Images of adult POAG and glaucoma suspect patients of the Wilmer Glaucoma Center of Excellence were taken during routine office visits. The study was approved and monitored by the institutional review board of the Johns Hopkins School of Medicine, written informed consent was obtained, and the study abided by the Declaration of Helsinki. Glaucoma was defined by a standard system,
10 including an abnormal glaucoma hemifield test with three test points abnormal in one hemifield at a
P < 5% level (HFA2i; Zeiss Meditec, Dublin, CA, USA), and no other clinical finding that could explain these features. Demographic data on the included eyes is in
Table 1. The range of ages among persons studied was 49 to 87 years.
Table 1 Demographic Data of Patients
Table 1 Demographic Data of Patients
Prior to OCT imaging, axial length and keratometry measurements were taken with the IOL Master instrument (Carl Zeiss Meditec AG, Jena, Germany). Keratometry readings were entered into an integrated patient database software package (Heidelberg Eye Explorer; Heidelberg Engineering) to estimate optical magnification and to present data in micrometers with appropriate scaling.
OCT images were taken with the Heidelberg Spectralis from one or both eyes of each patient. For each patient, optic disc images were obtained from 24 high-resolution radial sectors, therefore comprising images every 15 minutes of the clock (7.5° between scans;
Fig. 1). At each location, 25 B-scans were averaged, with 768 A-scans per B-scan. The imaging rate was 40,000 A-scans per second. Images were acquired in enhanced-depth imaging mode and by using a software-based anatomic positioning algorithm, which aligns the 9 o'clock temporal scan to the line spanning from the BMO center to the fovea. Up to 3 sets of ONH images were acquired consecutively from each patient to determine reproducibility.
OCT scans were taken in 51 eyes from 29 patients, and statistical methods were used to account for interocular correlation in analyses that included both eyes of a subject. During image grading, the investigators were masked to all identifiers and information about the subject. We imaged typical patients with glaucoma or suspicion of glaucoma. As such, there were persons with physical frailties or unusual optic disc structure that were not able to undergo satisfactory imaging. Images were inspected for quality by the study coordinator immediately after acquisition and automated segmentations of ONH anatomic structures were computed by the Heidelberg Spectralis SP-X research software (VWM version 6.4.8.116).

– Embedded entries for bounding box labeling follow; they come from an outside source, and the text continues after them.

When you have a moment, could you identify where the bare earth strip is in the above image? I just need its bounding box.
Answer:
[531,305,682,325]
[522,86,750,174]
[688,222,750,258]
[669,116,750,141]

Poor quality was determined by examining all 24 scans and ensuring that the image was centered on the ONH and included the LC and retinal tissue on both sides of the B scan. In images where the imaging range was too superficial and there was insufficient depth to include a majority of the LC, or where retinal tissue was not imaged because the imaging range was too deep or the retina was skewed relative to the imaging plane, the image was discarded and re-acquired. This was particularly true when the examiner had less experience. The 24 scans in each image set were inspected to categorize them as having most or all of the 24 scans with the important parameters marked. A modest number of other image sets were not included when multiple scans among the 24 in a set failed to identify key structures. From a group of 10 image sets taken after the operator had become experienced with the process, only 3 had such algorithm failure to identify a structure; in each case it was a failure to identify the position of the CSI. Because the position of the CSI has not been optimized in automated algorithms, its data will not be included in this report.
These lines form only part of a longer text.